К Ангелу ходят кочевники. К крышам их старых помятых “бьюиков” приторочены грязные матрасы и ржавые детские стульчики. Канистры с маслом протекают, брезентовые емкости с водой протекают. И стиральные машины протекают. Мужчины ждут в автомобилях, голые до пояса, комкают, допив, банки от пива “Хэммс”.
Но в основном к Ангелу ходят индейцы. Индейцы племени пуэбло из Сан-Фелипе, Лагуны и Сандии. Тони – единственный апач, который мне повстречался за всю жизнь: и в прачечной, и вообще. Мне нравится искоса смотреть на сушки, набитые индейской одеждой: перед глазами расплывается пестрая круговерть, пурпурное да оранжевое, красное да розовое.
К Ангелу хожу я. Сама даже не знаю почему, не только ради индейцев. Ехать на другой конец города. У меня в соседнем квартале есть “Кампус”: с кондиционером, с фоновой музыкой в стиле лайт-рок. С “Нью-Йоркером”, “Мс.”[5] и “Космополитеном”. Туда ходят жены аспирантов, покупают своим детям батончики “Зироу” и кока-колу. В прачечной “Кампус”, как и почти везде, висит табличка: “ОКРАШИВАНИЕ И ЗАМАЧИВАНИЕ НЕ ДОПУСКАЮТСЯ”. Куда я только ни совалась со своим зеленым покрывалом, пока не набрела на Ангела и его пожелтевшее объявление: “ТУТ КРАСЬТЕ, МОЧИТЕ СКОЛЬКО ХОТИТЕ”.
Я прекрасно видела, что мое покрывало постепенно становится не пурпурным, а еще более грязно-болотным, но мне все равно захотелось прийти сюда снова. Понравились индейцы и то, что они стирали. Сломанный автомат с кока-колой и потоп на полу напоминали Нью-Йорк. Пуэрториканцы сновали со швабрами. У них таксофон никогда не работал, у Ангела – тоже. Пошла бы я в какой-нибудь четверг к миссис Армитейдж, чтобы обнаружить ее тело?
– Я у себя в племени вождь, – сказал индеец. Посиживал себе, прихлебывал портвейн, смотрел на мои руки.
Сказал мне, что жена у него ходит убираться – так зарабатывает.

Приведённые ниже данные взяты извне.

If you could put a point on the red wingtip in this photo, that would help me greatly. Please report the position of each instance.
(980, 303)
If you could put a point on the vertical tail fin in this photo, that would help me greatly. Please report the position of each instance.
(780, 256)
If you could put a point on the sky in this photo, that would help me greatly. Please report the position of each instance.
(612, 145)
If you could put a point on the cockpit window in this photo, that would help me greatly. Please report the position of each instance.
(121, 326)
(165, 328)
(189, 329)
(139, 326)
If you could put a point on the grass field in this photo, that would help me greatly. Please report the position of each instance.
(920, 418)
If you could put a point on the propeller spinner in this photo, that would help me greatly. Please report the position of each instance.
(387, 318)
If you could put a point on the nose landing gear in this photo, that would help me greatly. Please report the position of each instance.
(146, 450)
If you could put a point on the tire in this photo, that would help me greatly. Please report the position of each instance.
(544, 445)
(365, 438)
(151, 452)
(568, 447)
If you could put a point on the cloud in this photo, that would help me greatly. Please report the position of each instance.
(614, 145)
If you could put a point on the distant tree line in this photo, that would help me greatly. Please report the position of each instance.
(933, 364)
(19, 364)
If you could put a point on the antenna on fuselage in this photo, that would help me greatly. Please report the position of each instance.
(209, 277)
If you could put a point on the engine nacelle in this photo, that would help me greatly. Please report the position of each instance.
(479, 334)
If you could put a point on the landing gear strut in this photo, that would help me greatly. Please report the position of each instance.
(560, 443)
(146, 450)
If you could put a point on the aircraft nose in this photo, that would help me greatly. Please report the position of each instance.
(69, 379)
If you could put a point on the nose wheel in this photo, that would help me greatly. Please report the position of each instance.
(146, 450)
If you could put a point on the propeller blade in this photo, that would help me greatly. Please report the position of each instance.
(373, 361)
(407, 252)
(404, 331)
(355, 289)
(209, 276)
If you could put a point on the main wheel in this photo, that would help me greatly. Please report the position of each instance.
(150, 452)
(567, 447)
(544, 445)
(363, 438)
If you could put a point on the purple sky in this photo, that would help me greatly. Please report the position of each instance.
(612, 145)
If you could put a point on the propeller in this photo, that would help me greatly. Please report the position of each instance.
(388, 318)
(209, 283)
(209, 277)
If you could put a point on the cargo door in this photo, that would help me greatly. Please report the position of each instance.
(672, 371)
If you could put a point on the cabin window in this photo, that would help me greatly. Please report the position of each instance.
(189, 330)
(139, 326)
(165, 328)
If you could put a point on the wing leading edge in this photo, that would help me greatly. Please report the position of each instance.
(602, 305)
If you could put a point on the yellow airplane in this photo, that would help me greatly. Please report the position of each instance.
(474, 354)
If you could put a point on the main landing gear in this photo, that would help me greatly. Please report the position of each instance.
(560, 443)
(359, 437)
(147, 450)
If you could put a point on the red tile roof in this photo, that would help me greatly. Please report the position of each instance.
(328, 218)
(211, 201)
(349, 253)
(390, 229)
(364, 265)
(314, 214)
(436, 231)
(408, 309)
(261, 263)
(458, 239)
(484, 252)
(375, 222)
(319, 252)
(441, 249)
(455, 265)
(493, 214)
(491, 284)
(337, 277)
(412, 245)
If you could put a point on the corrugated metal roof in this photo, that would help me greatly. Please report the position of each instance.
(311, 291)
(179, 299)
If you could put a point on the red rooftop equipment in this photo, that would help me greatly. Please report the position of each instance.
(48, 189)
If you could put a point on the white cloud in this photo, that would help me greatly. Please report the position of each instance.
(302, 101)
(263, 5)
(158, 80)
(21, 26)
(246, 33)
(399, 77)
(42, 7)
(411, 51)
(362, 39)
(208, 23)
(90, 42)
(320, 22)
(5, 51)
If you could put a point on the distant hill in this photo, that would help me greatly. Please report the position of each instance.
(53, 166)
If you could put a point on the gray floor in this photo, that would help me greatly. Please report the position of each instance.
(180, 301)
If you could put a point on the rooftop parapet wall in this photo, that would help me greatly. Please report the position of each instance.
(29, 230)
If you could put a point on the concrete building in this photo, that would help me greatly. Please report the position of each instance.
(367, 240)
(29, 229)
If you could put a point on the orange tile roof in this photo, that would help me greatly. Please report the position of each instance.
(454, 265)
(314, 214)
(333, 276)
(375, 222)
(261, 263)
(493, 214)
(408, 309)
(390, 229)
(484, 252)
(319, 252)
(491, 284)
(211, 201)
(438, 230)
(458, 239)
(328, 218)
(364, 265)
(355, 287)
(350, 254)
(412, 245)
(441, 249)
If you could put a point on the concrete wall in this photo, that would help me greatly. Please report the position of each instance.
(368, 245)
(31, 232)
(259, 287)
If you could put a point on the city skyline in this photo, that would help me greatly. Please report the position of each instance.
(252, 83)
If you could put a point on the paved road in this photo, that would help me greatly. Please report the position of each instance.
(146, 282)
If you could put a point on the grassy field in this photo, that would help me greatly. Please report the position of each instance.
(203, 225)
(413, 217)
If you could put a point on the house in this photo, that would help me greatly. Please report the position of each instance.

Сыновей было четверо. Младший покончил с собой, старший погиб во Вьетнаме. Остальные двое водят школьные автобусы.
– А знаешь, почему ты мне нравишься? – спросил. – Не знаю. Почему? – Потому что краснокожая, – и показал на мое лицо в зеркале. Да, кожа у меня красная, но, между прочим, я в жизни не видала индейцев с красной кожей.
Ему понравилось мое имя, и он произнес его на итальянский манер: “Лю-чи-я”. Во Вторую мировую был в Италии. А-а, вот же у него на шее солдатский жетон – висит вместе с красивыми бусами из серебра и бирюзы. На жетоне большая вмятина. “Пуля?” Нет, он его обычно грыз, если донимал страх или мысли о бабах.
Однажды он предложил пойти в его автокараван: приляжем, отдохнем вместе.
– Эскимосы говорят: “посмеемся вместе”, – и я показала на изумрудную флуоресцентную бумажку “НИКОГДА НЕ ОСТАВЛЯЙТЕ МАШИНЫ БЕЗ ПРИСМОТРА”. Мы оба захихикали – посмеялись вместе на наших сцепленных пластмассовых стульях. А потом примолкли, сидя как сидели. Тишина – только вода хлюпает, размеренно, как океанские волны. Его рука – рука Будды – сжала мою.
Проехал поезд. Он толкнул меня в бок: “Великий большой железный конь!”, и мы снова захихикали. В моей голове полно беспочвенных обобщений: я уверена, что все черные обязаны любить Чарли Паркера. Что немцы противные, а у всех индейцев чувство юмора – с прибабахом, как у моей матери. Вот один из ее любимых анекдотов: один малый нагибается завязать шнурок, подходит другой и начинает его колотить, приговаривая: “Вечно ты шнурки завязываешь!” И еще один: официант, подавая рюмку бальзама, проливает его на рубашку клиента. И говорит: “Ой-ой, я вам пролил бальзам на сердце”. Тони, бывало, рассказывал мне те же самые анекдоты, когда стирка затягивалась.
Однажды он дико, до озверения напился, ввязался на парковке в драку с какими-то оклахомцами. Они разбили его бутылку “Джим Бима”. Ангел сказал, что купит ему полпинты, если он выслушает его в гладилке. Я перекладывала свое белье в сушку, пока Ангел говорил Тони, что сегодня – самый важный день в его жизни.